Eddie started circling away, backing off at equal speed, moving around the outside edge of the tent until he came to the door. “I found out this morning.”
“And you didn’t tell me.”
“I told you I had a surprise.”
“That’s not funny.”
Eddie favored Ted with one of his blinding smiles. He said, “Ta-da,” then slipped out the door and into the sun.
Ted stood alone in the middle of the room, surrounded by chairs, humming equipment, and Jimmy McCudden, who sat at his post with his eyes closed, his head down, and his hands folded over the back of his neck. Last man standing, but once again Ted Prinzi had a feeling that he’d lost a fight without really understanding how.
NATIVE RIGHTS INTERSYSTEM, more commonly called just NRI or Natives R Us, was a political association, foreign aid organization, and lobbying group dedicated to the protection and preservation of indigenous cultures and native peoples the galaxy over. It said so right on the covers of all their brochures.
NRI had a snappy logo that looked nice on posters. It translated well to television and the Net. They had a very slick and practiced public relations department that made commercials and organized rallies and crafted public service announcements full of pathos and inspiring music. Their proficiency at fund-raising was almost unparalleled, gathering their treasure ten dollars at a time from softhearted university students and grade-schoolers and a million at a go from corporations aching for a whiff of social activism on their prospectus. The group also had a certain air of fanatical missionary zeal, which was attractive to those who really felt the need to care deeply about something but had neither the motivation to actually do anything nor the desire to examine their convictions too closely. NRI was full-service. Opinions, heroes, villains, smart catchphrases, and T-shirts were provided to the faithful, all in gross amounts.

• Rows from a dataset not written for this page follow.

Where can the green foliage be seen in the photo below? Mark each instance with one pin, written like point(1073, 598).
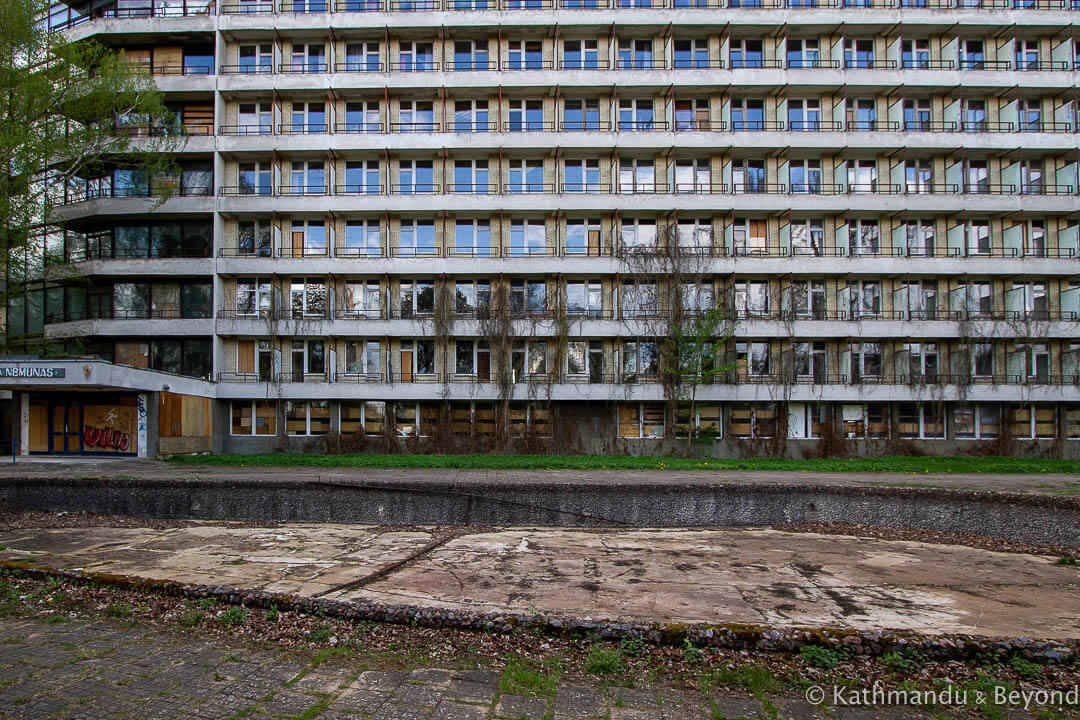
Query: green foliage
point(887, 464)
point(905, 662)
point(321, 634)
point(603, 662)
point(234, 615)
point(692, 653)
point(822, 657)
point(634, 646)
point(525, 677)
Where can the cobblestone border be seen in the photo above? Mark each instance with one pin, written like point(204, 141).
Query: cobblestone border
point(737, 636)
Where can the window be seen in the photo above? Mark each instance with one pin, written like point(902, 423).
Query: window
point(580, 54)
point(917, 116)
point(691, 53)
point(366, 417)
point(976, 422)
point(802, 53)
point(363, 298)
point(747, 113)
point(977, 233)
point(753, 419)
point(525, 117)
point(254, 179)
point(636, 175)
point(472, 238)
point(362, 57)
point(309, 57)
point(471, 176)
point(471, 117)
point(255, 58)
point(752, 298)
point(362, 357)
point(308, 297)
point(363, 238)
point(804, 116)
point(254, 238)
point(416, 297)
point(525, 55)
point(808, 236)
point(254, 418)
point(806, 176)
point(415, 176)
point(636, 116)
point(692, 114)
point(640, 360)
point(309, 238)
point(634, 54)
point(808, 299)
point(582, 236)
point(472, 298)
point(810, 361)
point(254, 297)
point(864, 238)
point(470, 55)
point(527, 238)
point(747, 176)
point(362, 117)
point(915, 54)
point(308, 178)
point(638, 297)
point(638, 234)
point(638, 420)
point(417, 238)
point(528, 297)
point(920, 420)
point(307, 418)
point(526, 176)
point(254, 119)
point(362, 177)
point(746, 54)
point(581, 176)
point(416, 57)
point(581, 116)
point(858, 53)
point(584, 297)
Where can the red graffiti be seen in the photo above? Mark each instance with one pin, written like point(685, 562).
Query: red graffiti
point(106, 437)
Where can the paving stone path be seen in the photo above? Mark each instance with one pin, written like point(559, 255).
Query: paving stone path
point(85, 669)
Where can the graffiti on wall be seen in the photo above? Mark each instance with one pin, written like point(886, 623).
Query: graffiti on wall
point(109, 429)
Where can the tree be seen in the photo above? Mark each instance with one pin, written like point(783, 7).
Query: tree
point(71, 110)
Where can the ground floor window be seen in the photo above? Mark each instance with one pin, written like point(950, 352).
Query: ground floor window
point(1072, 422)
point(254, 418)
point(366, 417)
point(753, 419)
point(706, 421)
point(869, 420)
point(307, 417)
point(640, 420)
point(920, 420)
point(1035, 421)
point(976, 422)
point(529, 419)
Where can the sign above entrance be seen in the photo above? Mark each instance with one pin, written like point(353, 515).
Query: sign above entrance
point(37, 372)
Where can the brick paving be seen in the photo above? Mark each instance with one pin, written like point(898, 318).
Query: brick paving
point(100, 669)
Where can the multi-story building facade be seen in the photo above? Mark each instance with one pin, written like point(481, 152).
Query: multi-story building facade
point(431, 217)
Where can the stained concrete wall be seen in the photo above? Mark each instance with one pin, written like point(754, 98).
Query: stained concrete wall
point(1024, 518)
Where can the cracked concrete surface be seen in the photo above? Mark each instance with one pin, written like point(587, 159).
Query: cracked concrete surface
point(755, 575)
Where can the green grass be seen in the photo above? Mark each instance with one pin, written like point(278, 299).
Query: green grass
point(889, 464)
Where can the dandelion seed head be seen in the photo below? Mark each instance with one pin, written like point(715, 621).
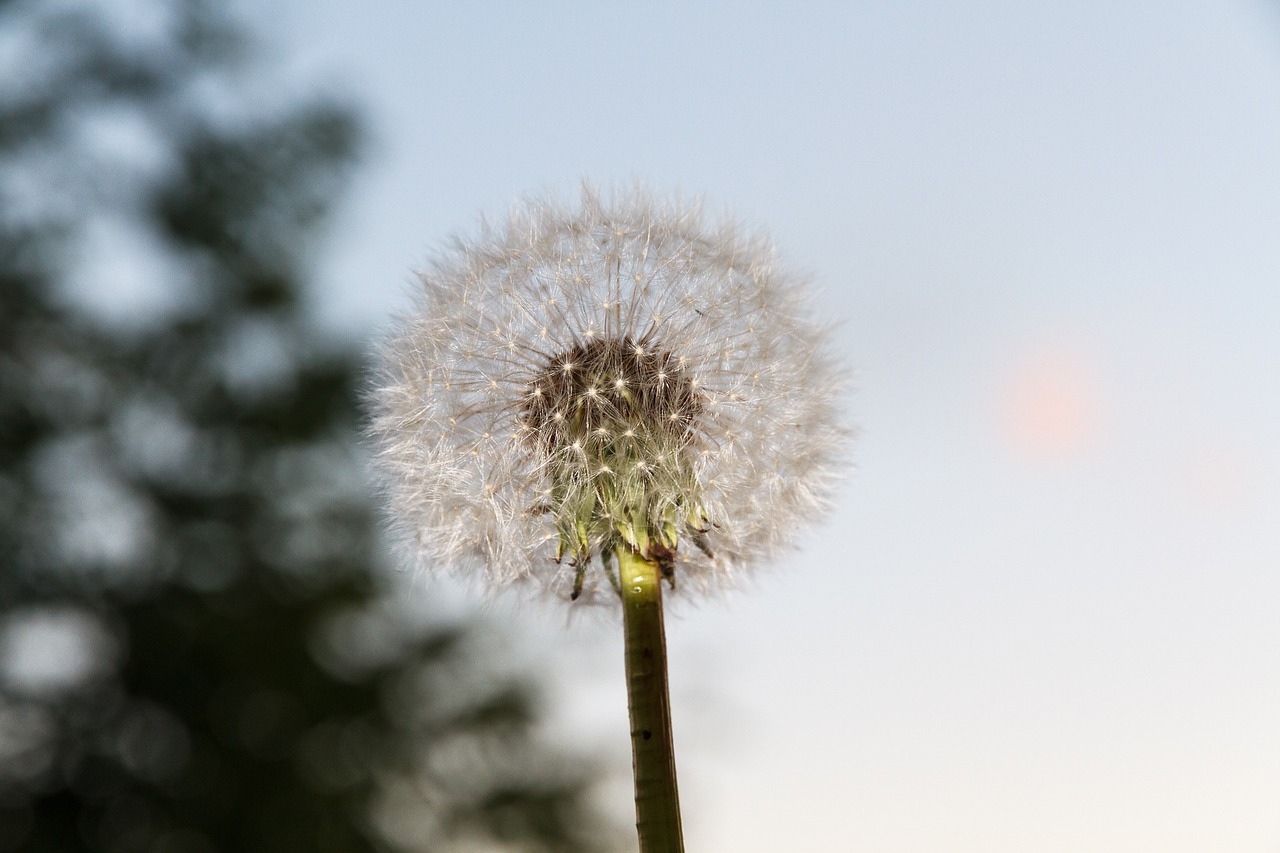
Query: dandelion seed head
point(618, 373)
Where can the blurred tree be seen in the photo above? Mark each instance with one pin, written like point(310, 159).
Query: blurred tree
point(196, 651)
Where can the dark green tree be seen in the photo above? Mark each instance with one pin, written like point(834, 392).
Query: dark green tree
point(197, 651)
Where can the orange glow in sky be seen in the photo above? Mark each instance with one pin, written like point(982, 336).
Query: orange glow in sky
point(1048, 407)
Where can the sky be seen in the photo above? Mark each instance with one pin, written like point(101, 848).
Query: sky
point(1042, 615)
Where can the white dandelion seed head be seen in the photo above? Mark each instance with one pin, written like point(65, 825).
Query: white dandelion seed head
point(616, 373)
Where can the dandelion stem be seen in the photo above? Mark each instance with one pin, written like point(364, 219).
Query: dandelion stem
point(653, 755)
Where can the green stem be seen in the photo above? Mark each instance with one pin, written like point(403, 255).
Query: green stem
point(653, 755)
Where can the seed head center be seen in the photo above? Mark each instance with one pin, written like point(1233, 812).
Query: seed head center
point(608, 391)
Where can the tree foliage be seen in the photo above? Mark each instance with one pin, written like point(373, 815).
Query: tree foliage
point(197, 651)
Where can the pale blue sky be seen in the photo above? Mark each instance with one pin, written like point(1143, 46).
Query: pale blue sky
point(1043, 614)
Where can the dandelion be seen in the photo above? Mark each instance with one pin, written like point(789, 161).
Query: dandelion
point(602, 400)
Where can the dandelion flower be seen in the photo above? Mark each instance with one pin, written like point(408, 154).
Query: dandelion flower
point(615, 373)
point(609, 396)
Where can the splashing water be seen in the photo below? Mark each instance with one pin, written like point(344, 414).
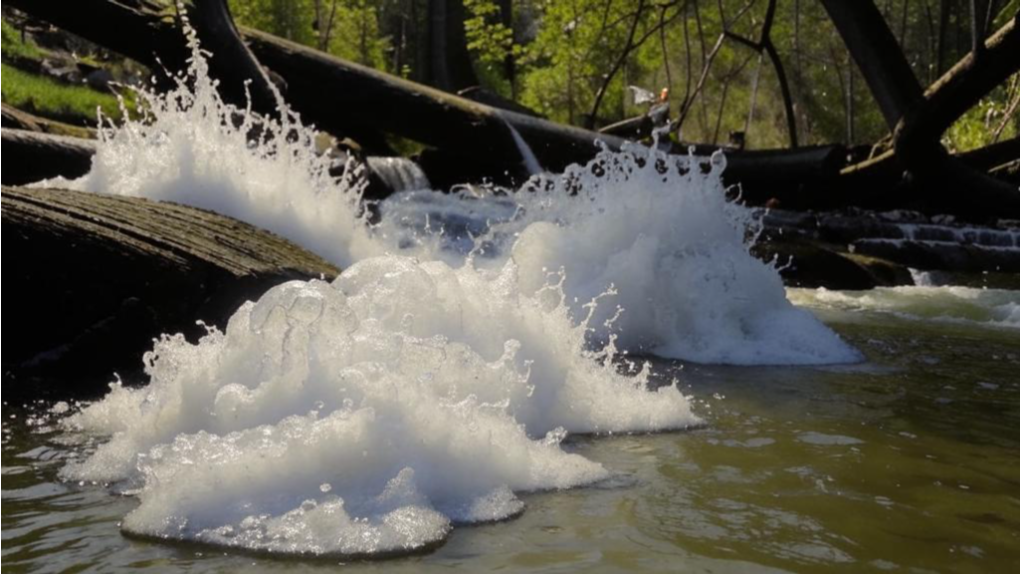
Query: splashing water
point(190, 149)
point(369, 415)
point(415, 398)
point(961, 305)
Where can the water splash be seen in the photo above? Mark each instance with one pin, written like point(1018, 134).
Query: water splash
point(426, 390)
point(422, 395)
point(960, 305)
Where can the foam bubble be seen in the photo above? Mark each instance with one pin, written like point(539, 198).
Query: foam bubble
point(985, 307)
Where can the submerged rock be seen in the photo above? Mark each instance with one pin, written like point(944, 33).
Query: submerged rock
point(100, 276)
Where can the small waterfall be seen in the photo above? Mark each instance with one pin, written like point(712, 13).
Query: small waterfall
point(527, 157)
point(399, 173)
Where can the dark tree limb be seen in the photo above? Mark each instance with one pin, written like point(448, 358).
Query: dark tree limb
point(34, 156)
point(878, 56)
point(231, 62)
point(150, 33)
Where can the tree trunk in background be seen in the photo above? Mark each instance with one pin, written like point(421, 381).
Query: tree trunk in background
point(918, 118)
point(451, 67)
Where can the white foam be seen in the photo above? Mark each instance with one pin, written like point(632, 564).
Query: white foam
point(422, 395)
point(188, 149)
point(370, 415)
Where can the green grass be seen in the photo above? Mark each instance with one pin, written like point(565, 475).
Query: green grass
point(48, 98)
point(13, 48)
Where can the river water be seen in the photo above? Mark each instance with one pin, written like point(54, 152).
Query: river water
point(907, 462)
point(591, 373)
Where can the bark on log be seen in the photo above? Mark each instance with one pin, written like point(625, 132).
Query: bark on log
point(34, 156)
point(17, 119)
point(917, 121)
point(150, 33)
point(343, 97)
point(102, 275)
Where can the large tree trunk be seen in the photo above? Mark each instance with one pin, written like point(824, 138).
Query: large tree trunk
point(919, 118)
point(450, 63)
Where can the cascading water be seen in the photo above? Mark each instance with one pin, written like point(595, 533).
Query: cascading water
point(368, 415)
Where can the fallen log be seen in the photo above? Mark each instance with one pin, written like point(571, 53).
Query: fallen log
point(918, 118)
point(35, 156)
point(342, 97)
point(149, 32)
point(102, 275)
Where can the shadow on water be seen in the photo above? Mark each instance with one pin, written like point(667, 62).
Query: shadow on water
point(905, 462)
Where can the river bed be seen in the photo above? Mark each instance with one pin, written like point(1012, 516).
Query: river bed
point(908, 462)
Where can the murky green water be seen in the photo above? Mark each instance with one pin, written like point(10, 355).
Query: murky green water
point(909, 462)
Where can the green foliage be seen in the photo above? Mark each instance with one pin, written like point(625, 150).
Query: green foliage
point(556, 56)
point(348, 29)
point(49, 98)
point(979, 126)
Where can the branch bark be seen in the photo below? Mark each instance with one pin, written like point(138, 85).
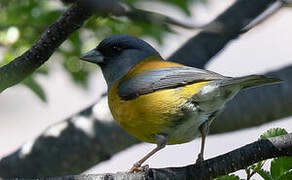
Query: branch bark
point(200, 49)
point(64, 152)
point(68, 147)
point(74, 145)
point(227, 163)
point(22, 66)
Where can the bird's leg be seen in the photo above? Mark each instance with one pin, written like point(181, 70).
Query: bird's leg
point(204, 129)
point(161, 141)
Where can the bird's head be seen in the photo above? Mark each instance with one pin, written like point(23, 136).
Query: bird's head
point(117, 54)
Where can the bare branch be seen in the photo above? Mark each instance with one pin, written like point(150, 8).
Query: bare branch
point(68, 147)
point(198, 50)
point(224, 164)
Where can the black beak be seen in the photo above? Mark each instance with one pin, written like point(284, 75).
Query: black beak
point(93, 56)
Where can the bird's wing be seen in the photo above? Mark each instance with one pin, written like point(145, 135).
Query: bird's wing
point(163, 79)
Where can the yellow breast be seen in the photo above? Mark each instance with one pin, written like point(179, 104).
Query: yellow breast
point(151, 113)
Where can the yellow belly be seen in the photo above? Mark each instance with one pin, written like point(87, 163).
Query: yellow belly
point(152, 113)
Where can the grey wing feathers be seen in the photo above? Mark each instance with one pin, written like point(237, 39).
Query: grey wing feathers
point(162, 79)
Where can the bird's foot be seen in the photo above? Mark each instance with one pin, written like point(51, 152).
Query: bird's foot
point(138, 168)
point(200, 159)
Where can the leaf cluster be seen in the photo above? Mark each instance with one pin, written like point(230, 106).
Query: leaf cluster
point(280, 168)
point(23, 22)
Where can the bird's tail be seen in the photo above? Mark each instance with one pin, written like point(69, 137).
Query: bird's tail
point(249, 81)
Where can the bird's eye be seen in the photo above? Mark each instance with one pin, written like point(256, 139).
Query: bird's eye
point(116, 49)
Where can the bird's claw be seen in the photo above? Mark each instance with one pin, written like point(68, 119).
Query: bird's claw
point(200, 159)
point(138, 168)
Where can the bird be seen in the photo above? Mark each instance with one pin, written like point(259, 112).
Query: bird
point(159, 101)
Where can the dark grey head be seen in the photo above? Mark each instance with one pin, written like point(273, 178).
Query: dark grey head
point(117, 54)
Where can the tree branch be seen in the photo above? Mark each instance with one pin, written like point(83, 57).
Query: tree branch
point(68, 147)
point(198, 50)
point(227, 163)
point(80, 142)
point(22, 66)
point(65, 152)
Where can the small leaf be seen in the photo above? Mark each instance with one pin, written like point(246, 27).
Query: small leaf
point(265, 174)
point(227, 177)
point(273, 133)
point(33, 85)
point(286, 176)
point(280, 166)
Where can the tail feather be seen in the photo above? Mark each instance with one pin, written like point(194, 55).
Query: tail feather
point(250, 81)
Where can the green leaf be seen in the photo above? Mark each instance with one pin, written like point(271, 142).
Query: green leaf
point(273, 133)
point(227, 177)
point(265, 174)
point(32, 84)
point(286, 176)
point(279, 166)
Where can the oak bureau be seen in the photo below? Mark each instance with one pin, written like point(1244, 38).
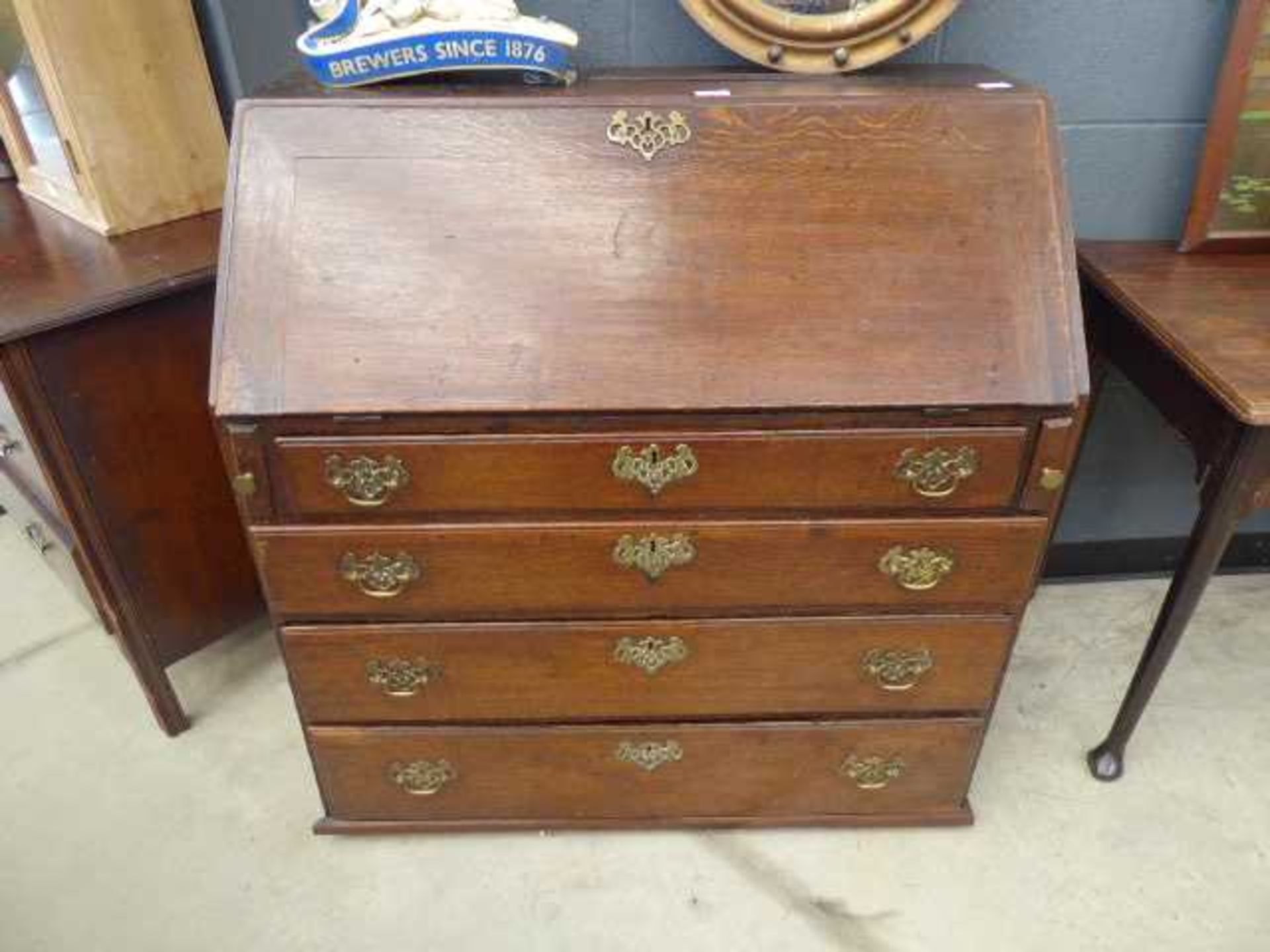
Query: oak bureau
point(620, 456)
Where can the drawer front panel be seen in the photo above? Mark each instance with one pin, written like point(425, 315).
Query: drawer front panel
point(456, 573)
point(403, 477)
point(18, 455)
point(644, 771)
point(644, 670)
point(48, 537)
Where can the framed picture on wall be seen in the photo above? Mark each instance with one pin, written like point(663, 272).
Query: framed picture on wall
point(1231, 210)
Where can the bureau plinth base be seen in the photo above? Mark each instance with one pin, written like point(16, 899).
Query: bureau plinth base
point(329, 826)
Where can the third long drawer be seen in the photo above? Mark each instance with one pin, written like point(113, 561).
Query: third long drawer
point(643, 670)
point(648, 569)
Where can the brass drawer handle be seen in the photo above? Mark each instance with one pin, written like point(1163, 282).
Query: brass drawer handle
point(872, 772)
point(651, 654)
point(648, 134)
point(917, 569)
point(937, 473)
point(653, 555)
point(651, 754)
point(402, 678)
point(422, 778)
point(380, 575)
point(34, 534)
point(365, 481)
point(654, 470)
point(896, 668)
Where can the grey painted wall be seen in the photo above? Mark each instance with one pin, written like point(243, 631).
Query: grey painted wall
point(1132, 80)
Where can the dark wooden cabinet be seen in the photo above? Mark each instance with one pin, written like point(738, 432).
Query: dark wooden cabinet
point(702, 484)
point(110, 461)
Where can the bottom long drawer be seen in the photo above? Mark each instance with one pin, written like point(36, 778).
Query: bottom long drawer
point(755, 772)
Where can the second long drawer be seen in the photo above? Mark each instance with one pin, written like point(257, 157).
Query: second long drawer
point(643, 670)
point(562, 571)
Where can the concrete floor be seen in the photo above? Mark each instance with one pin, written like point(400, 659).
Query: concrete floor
point(117, 838)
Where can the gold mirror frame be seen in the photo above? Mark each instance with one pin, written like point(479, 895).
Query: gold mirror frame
point(832, 42)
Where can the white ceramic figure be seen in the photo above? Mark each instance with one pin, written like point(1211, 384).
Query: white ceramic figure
point(380, 16)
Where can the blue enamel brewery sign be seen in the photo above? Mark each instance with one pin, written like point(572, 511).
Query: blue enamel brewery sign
point(341, 54)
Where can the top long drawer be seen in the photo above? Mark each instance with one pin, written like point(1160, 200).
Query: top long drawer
point(840, 470)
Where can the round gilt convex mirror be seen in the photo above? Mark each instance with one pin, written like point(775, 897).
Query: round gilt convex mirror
point(820, 36)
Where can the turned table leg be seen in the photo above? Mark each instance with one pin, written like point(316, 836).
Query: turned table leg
point(1235, 480)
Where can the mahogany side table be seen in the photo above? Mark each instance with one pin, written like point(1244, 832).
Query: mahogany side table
point(108, 460)
point(1193, 333)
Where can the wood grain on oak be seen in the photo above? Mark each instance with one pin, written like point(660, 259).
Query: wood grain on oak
point(597, 670)
point(761, 770)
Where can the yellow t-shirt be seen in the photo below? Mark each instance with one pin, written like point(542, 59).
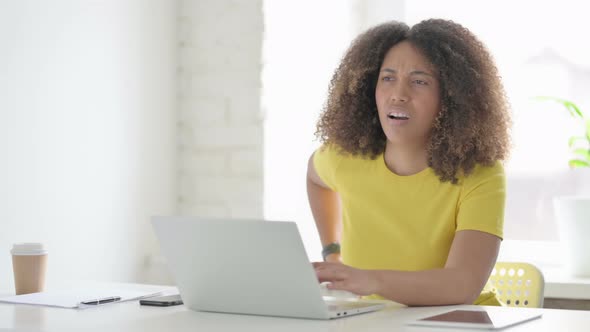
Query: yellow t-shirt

As a political action group, NRI lobbied, lied, and campaigned for the interests of all the fine, indigenous populations who occupied all those planets that the evil human race wanted to exploit. They labored mightily to keep away the strip miners, the real estate speculators, carpetbaggers, and squatters, the adventure capitalists and the developers, the smugglers, thieves, and snake-oil salesmen. With the outward appearance of unimpeachable virtue, they struggled to keep both the legitimate military and not-so-legitimate mercenary companies out of all the endless squabbles going on in every miserable backwater of the galaxy. It was their deeply and passionately held belief that every culture and nascent civilization should be granted the opportunity to grow and develop freely, without meddling humans constantly trying to trade them Zippo lighters and whiskey for whole continents or getting them hooked on Coca-Cola, cheeseburgers, and color TV before they’d even discovered, say, the wheel. This, too, was in their brochures—though worded somewhat more eloquently.
And in his bed, in his tent, on an airfield very far from home, Carter knew that, under other circumstances, NRI would’ve been heroes. Champions for the downtrodden, voices for the voiceless—this would have all been a good and decent thing for them to do had the local galactic neighborhood been densely packed with planets and short on life. But the fact of the matter was, the opposite was true. Because while yes, the galaxy was fairly fucking teeming with planets, nearly every goddamn one of them capable of supporting life, did.
A century ago, when mankind first began exploring the stupid galaxy in earnest, this was taken to be a good thing. Such bounty! Such wild diversity and wondrous multiplicity of nature in all her guises! Life, it seemed, was tenacious and far more varied than anyone had ever guessed—capable of flourishing in the strangest places and under the most extreme conditions. For a while, everyone thought it cute how critters of all description thrived in lava chutes, beneath nitrogen permafrost, under waxy oceans made of liquid hydrocarbons, and in atmospheres made up entirely of sulfur and noble gasses. Cities were found beneath roofed seas where giant walrus monsters cavorted in blood-warm seas with salinity so high the things could almost walk on the water. Humanoid paleolinds on the icy second planet of 18 Scorpii got their own dedicated broadcast channel with high-def cameras recording every step, grunt, and shit they took. The planets surrounding Alpha Lyrae were the focus of much scientific inquiry because they contained no life at all, only its ruins.